How to select a Risk Response Strategy?
Sounds difficult and complex, isn’t it?
But let me simplify it for you in this articles.
Project Risk Management Overview
Here is what you need to know:
Risk Response Strategy or Risk Response Plan is not something from an enterprise world.
It is just a way to describe and classify actions you can take in regards to a risk. For sure it is not something I recommend to skip.
In fact, there are not many options here. You can:
- Do something to eliminates a risk before it happens.
- Do something to reduce the probability and/or impact of a risk.
- For risks you cannot eliminate or do not want to spend efforts you can try to do something when the risks happen.
What are the best risk responses?
- Responses must be timely. They should eliminate or mitigate a risk before it happens.
- Responses should be appropriate to the level of a threat or opportunity
- They should be developed with the team and stakeholders. The best risk responses are generated in close collaboration with as many experts as practical.
By PMBOK® Guide the process is called Plan Risk Responses.
Risk Response Planning is the process of identifying what you are going to do with each risk.
Should we really do something with each risk?
No, you cannot eliminate all the risks. It is barely possible, and for sure it is unpractical. You do need to operate within your constraints of budget, time, and scope. Alternatively, you may have a specific budget for risk management.
Also, you need to understand this. Your risk management efforts are a part of your project plan. It is not something standalone. Some risk response plans may require modifying your WBS or project schedule.
Here is another important concept. Every action has consequences. Therefore, by eliminating one risk quite often, you can introduce new ones.

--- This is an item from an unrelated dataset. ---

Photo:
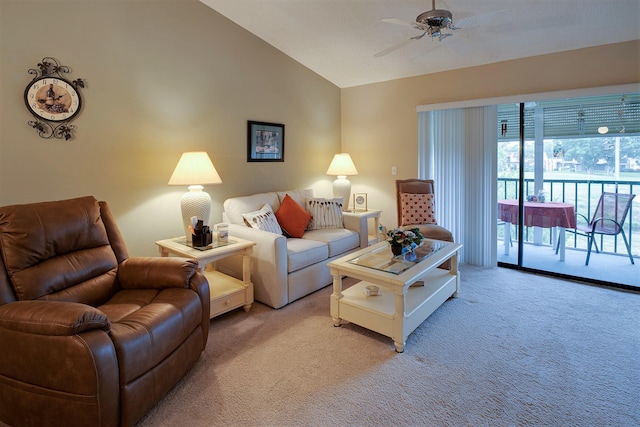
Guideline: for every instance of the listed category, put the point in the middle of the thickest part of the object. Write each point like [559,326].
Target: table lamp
[195,169]
[341,166]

There are two types of risks you need to be aware of:
1. Secondary Risks – any new risks created by implementation of a risk response plan.
2. Residual Risks – these are the risks that remain after implementation of all risk response plans. They should be properly documented and communicated to stakeholders. Since you will do nothing with this risks.
How Does it Happen?
First of all, you need to identify top risks that warrant a response.

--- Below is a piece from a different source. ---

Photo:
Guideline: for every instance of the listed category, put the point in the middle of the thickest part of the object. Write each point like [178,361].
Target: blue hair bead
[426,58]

Next, you need to work with your team and stakeholders to develop possible options for risk responses for each risk. It means that each risk will require either some extra work, some action or decision, or reserves of time and money.

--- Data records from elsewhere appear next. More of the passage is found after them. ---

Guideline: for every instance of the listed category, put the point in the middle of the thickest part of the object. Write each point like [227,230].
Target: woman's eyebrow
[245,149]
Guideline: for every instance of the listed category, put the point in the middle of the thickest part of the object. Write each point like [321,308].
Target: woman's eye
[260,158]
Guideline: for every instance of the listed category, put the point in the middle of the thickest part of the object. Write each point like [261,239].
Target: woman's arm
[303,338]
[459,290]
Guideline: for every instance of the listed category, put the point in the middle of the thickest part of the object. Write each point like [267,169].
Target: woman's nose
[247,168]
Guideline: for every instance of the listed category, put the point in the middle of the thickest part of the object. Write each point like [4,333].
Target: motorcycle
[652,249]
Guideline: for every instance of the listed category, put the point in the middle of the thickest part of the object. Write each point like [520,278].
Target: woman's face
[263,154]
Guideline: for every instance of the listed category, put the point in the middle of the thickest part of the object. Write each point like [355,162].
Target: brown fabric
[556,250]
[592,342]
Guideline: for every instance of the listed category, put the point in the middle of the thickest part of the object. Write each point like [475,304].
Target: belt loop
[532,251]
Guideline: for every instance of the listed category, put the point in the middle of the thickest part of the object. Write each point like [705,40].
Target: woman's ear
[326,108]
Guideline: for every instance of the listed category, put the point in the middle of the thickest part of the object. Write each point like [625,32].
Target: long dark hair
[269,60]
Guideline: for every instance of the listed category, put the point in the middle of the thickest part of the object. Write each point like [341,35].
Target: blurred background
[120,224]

It will help you to know risk tolerance and thresholds to develop the most appropriate responses.
Then you need to communicate these options to sponsor, customer, and some key stakeholders. You may need to get their approval. At least you must inform them.
Once everyone agrees to the suggested risk response plans, make them a part of your project management plan.
“The key benefit of this process is that it addresses the risks by their priority, inserting resources and activities in budget, schedule and project management plan as need.” – PMBOK Guide.
Now you need to review the plan and identify secondary and residual risks. You may need to repeat the whole risk management process several times until you get a satisfactory plan.
Risk Response Strategies
Examples of Responses to Threats
Avoid – It means you need to do something to eliminate the cause of the threat:
- Remove a work package or delivery from WBS to secure delivery of the rest of the project.
- Remove a conflicting team member to stop demotivation in the team.
- Forbid any work in bad weather to avoid the risk that someone will get hurt.
Mitigate – Do something to reduce the impact or the probability of a threat:
- Prototype unclear or risk delivery early on to get early feedback from a customer.
- Plan frequent visits to a vendor to learn about problems as early as possible.
- Train the team in risk management approach.
Transfer – Take action to make another party responsible for the risk:
- Outsource part of a project.
- Buy insurance on the property.
- Employ a part-time legal or procurement expert.
Actively Accept – It means that you need to develop a (contingency) plan and make reserves for a risk. However, you will only act if and when the risk happens.
- If a critical person gets sick – we will get a substitution.
- If work package takes more time, we will work overtime.
- If the equipment breaks, we will buy a new one using reserves.
Passively Accept – Do really nothing. If a risk happens, you will need to decide if there is a workaround.
Examples of Responses for Opportunities
Exploit – Do some extra work or change the project plan to make an opportunity happen:
- Plan risky work packages for the most experienced team members.
- Suggest a better approach to reduce the required efforts.
- Suggest a solution to get a new contract from the client.
- Finish current project earlier to get another project.
Enhance – Do something to increase chances or impact of an opportunity:
- Buy the equipment beforehand when the price is lower.
- Negotiate the transfer of exceptional expert to your team as early as possible.
- Promise incentives to the team to finish a project beforehand to start a new one.
Share – Share benefits with another party for an opportunity to happen for both of you.
- Create a partnership with a third part to achieve your goals.
You can Actively and Passively Accept opportunities as well as threats.
Additional Secret Risk Response Strategy
There is one more risk response strategy. Moreover, I hope it will become official one day.
Escalate – Do something to get engagement from a stakeholder who can eliminate or mitigate a risk.
There is a group of risks that you can’t handle. However, there is a person who relatively easy can. So, you just need to reach him and get some of his attention.
That is all for today. It was not too hard, I believe. This approach gives a limited number of options. Nevertheless, it provides a robust framework to deal with risks. So you don’t need to invent the wheel.